SOUTHERN CALIFORNIA STEELHEAD TROUT } Oncorhynchus mykiss
FAMILY: Salmonidae

DESCRIPTION: Steelhead can reach up to 55 pounds in weight and 45 inches in length, though their average size in southern California is much smaller. They are usually dark-olive in color, shading to silvery-white on the underside with a heavily speckled body and a pink to red stripe running along their sides.

HABITAT: Southern steelhead can survive a wide range of temperature conditions, but require streams with adequate dissolved oxygen. Spawning habitat consists of gravel substrates free of excessive silt.

RANGE: Steelhead inhabit the Santa Maria River from San Luis Obispo County, California to the United States-Mexico border.

MIGRATION: Adult steelhead migrate from the ocean into freshwater streams to spawn between December and April.

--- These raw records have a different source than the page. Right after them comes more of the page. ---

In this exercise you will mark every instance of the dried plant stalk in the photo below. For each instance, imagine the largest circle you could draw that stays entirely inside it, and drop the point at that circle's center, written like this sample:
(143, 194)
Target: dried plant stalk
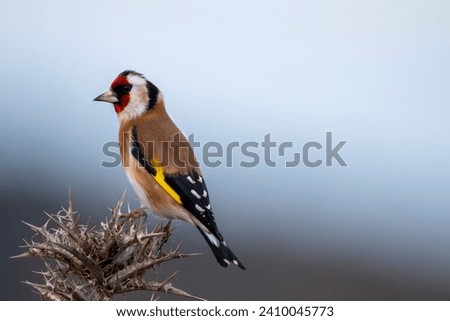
(84, 263)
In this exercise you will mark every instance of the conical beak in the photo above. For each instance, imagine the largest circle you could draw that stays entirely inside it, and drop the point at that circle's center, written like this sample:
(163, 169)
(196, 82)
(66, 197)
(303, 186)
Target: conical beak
(108, 97)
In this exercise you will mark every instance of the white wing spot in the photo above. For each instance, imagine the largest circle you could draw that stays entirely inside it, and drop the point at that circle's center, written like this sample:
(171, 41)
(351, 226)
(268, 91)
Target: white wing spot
(195, 194)
(198, 208)
(213, 239)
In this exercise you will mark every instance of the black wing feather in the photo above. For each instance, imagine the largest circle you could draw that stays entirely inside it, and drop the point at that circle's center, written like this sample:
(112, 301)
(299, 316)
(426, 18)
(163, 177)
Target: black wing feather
(187, 186)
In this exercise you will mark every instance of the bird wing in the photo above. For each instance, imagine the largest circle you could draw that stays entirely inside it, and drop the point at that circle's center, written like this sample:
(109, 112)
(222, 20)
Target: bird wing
(195, 198)
(187, 188)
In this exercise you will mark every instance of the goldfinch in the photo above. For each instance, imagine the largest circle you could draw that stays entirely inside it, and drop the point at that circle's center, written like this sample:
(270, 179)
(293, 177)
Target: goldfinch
(159, 162)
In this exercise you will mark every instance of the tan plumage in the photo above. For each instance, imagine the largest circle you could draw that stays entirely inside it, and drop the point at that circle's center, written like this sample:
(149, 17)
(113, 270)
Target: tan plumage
(159, 161)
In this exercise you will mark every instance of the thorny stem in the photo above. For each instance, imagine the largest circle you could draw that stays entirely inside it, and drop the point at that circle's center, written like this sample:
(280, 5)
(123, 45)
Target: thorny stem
(87, 263)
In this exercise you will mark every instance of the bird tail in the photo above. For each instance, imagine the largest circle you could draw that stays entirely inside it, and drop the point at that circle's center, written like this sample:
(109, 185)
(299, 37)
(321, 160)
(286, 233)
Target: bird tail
(221, 250)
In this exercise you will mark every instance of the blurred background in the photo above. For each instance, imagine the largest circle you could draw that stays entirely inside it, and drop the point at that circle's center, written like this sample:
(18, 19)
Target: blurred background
(374, 73)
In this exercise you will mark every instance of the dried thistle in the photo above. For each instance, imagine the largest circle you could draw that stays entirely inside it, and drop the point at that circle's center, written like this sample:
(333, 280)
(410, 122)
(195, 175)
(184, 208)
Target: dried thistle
(84, 263)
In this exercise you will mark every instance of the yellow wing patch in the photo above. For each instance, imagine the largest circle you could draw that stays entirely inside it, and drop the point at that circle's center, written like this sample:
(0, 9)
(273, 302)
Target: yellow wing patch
(159, 177)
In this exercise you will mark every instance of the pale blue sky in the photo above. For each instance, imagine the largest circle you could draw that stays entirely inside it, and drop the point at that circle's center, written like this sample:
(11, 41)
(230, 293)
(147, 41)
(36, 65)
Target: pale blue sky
(375, 73)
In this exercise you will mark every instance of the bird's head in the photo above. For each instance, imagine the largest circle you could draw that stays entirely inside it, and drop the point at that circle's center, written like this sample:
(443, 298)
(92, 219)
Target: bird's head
(131, 94)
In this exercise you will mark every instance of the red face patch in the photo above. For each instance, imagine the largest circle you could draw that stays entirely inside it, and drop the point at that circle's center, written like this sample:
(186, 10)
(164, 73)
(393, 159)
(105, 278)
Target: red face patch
(118, 86)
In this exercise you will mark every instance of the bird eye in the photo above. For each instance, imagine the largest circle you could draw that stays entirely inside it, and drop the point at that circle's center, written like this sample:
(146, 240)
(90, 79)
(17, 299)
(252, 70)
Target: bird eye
(127, 88)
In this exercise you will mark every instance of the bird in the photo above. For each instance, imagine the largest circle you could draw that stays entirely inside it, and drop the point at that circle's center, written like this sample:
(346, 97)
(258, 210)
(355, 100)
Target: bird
(160, 163)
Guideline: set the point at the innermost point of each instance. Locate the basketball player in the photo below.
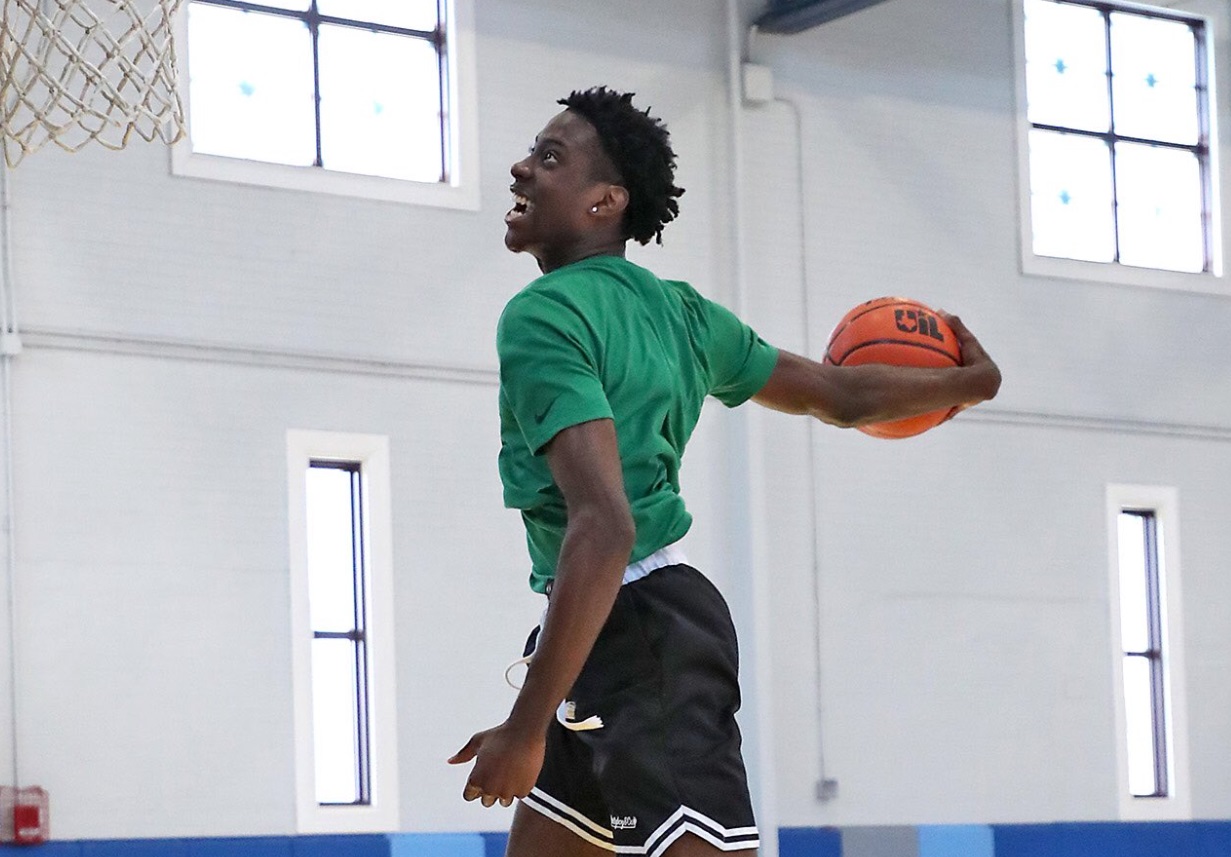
(623, 734)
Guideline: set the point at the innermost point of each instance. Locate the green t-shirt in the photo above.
(605, 337)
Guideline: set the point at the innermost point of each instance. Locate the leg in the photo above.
(534, 835)
(694, 846)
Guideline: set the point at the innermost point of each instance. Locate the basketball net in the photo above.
(79, 70)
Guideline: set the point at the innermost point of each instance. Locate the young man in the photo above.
(623, 735)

BREEDING: Female steelhead dig a nest (or redd) in a stream area with suitable gravel composition, water depth, and velocity. Male fish battle for the right to spawn with females. Females may deposit eggs in four to five nests within a single redd.

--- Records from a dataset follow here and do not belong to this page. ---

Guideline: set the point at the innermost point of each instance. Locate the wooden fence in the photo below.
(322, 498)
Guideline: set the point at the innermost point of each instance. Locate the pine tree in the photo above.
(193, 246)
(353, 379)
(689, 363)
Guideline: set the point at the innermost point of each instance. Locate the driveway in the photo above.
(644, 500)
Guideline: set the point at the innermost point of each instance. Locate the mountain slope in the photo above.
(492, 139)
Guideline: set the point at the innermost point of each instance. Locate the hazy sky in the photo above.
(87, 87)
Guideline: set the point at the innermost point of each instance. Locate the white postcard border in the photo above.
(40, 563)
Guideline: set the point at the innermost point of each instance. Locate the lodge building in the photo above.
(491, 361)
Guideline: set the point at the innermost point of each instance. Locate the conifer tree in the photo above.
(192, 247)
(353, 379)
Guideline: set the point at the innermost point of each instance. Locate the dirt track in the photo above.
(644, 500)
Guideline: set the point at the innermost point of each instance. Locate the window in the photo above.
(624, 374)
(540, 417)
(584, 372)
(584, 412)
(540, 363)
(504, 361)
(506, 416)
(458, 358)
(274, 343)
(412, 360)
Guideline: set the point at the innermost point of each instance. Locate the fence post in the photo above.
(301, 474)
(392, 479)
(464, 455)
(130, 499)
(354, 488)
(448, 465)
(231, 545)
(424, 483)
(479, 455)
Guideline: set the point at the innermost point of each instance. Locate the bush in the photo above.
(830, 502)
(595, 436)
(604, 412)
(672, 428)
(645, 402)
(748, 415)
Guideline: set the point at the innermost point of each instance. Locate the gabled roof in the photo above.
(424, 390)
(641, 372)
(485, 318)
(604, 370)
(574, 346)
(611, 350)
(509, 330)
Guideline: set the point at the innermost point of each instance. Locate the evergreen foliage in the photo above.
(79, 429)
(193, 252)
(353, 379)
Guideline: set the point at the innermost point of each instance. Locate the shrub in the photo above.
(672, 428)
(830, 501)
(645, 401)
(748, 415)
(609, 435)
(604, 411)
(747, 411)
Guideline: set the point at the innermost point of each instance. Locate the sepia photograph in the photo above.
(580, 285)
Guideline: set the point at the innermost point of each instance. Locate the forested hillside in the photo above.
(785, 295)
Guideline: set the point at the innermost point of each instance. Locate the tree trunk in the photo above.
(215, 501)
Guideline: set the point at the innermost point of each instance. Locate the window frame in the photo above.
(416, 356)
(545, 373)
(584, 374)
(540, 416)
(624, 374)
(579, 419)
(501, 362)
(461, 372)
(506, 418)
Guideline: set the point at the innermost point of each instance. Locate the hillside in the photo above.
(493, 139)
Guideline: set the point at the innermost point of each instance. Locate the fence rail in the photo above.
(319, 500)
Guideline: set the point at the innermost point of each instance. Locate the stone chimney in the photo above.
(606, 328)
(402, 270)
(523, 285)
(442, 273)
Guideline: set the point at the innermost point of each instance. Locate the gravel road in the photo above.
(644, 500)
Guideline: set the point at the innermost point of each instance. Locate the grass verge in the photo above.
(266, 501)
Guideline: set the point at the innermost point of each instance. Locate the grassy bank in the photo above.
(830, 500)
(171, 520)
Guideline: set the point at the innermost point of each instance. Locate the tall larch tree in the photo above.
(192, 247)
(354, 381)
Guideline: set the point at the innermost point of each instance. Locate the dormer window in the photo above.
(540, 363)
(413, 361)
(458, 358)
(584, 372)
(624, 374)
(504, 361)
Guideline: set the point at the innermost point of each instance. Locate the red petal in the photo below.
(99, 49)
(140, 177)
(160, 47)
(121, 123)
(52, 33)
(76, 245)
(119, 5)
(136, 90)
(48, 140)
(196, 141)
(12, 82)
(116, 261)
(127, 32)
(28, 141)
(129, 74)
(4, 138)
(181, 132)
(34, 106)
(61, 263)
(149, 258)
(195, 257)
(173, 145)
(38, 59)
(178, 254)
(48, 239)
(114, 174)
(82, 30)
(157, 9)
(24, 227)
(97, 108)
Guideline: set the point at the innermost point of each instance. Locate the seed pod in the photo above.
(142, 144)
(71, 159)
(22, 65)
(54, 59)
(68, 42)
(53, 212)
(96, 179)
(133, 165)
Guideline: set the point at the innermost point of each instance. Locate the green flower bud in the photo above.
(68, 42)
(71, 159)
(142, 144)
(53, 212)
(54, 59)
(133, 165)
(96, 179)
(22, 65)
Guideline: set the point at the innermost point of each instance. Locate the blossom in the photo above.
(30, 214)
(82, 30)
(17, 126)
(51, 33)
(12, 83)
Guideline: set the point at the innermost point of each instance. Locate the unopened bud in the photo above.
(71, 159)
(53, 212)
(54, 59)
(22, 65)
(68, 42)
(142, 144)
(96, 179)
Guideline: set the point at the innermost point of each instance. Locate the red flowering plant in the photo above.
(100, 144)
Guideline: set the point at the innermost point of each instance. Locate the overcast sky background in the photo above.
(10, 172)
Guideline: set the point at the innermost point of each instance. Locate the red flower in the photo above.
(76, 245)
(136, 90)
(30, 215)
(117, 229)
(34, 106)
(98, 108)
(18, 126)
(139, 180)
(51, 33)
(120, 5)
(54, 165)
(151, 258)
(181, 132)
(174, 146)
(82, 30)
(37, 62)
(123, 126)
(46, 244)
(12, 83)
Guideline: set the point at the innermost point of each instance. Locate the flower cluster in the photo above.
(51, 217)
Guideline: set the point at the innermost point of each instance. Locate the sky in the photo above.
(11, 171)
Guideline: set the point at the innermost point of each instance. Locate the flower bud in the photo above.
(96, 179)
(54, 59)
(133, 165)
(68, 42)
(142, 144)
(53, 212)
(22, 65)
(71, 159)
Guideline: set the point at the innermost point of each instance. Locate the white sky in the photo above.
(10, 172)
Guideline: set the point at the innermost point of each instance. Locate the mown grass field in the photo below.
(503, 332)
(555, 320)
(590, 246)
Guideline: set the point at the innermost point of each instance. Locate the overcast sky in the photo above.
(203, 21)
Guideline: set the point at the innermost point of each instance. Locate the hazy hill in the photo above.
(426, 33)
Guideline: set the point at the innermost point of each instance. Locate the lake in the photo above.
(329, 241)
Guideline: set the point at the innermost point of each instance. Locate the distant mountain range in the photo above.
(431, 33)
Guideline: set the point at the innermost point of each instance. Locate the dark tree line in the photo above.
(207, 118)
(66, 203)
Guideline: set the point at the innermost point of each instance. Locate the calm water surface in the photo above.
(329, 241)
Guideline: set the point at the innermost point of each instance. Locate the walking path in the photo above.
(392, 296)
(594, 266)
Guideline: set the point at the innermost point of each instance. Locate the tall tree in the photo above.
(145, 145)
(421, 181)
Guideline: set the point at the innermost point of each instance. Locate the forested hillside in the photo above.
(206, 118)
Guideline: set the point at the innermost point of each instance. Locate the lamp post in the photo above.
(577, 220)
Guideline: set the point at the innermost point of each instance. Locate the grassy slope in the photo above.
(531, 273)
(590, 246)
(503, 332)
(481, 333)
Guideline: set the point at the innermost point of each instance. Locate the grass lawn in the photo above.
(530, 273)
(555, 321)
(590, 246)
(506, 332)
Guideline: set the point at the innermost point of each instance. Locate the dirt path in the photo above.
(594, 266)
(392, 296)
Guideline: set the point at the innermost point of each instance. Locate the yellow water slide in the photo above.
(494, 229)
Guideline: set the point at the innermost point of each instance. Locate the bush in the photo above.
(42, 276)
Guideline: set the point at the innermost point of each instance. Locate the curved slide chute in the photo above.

LIFE CYCLE: Steelhead eggs hatch three to four weeks after being deposited. Juvenile steelhead typically spend one to two years rearing in freshwater before migrating to estuarine areas as smolts and then into the ocean to feed and mature. Steelhead can then remain at sea for up to three years before returning to freshwater to spawn.

FEEDING: Young trout fry feed mostly on zooplankton. Adult steelhead eat aquatic and terrestrial insects, mollusks, crustaceans, fish eggs, minnows, and other small fishes.

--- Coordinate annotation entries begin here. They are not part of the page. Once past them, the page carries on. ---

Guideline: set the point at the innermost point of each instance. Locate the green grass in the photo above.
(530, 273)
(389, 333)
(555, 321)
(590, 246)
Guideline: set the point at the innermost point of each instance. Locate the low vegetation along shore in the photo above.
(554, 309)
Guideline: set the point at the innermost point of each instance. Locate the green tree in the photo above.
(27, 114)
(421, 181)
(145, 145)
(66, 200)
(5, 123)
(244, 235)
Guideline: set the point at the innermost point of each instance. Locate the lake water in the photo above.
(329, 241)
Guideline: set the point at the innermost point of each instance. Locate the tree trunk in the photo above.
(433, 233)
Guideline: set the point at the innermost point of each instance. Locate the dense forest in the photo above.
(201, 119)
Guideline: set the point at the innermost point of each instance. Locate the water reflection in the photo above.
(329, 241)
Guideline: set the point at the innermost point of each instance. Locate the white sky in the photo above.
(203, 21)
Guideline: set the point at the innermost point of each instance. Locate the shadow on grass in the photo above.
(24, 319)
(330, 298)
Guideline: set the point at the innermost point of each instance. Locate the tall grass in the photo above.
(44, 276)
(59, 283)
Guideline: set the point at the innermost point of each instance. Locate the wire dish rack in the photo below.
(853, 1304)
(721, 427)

THREATS: Dams, water diversions, urban development, livestock grazing, and gravel mining threaten the species.

POPULATION TREND: An estimated 30,000 to 50,000 steelhead once spawned in southern California rivers, but the recent runs in four major river systems were made by fewer than 500 adults total. Steelhead could once be found in 46 watersheds in the region, but only remained in 17 to 20 drainages by 2002. Many of these creeks and rivers now sustain only the resident form of steelhead, rainbow trout. Anadromous steelhead currently occur in only four large river systems in southern California — the Santa Maria, Santa Ynez, Ventura, and Santa Clara rivers.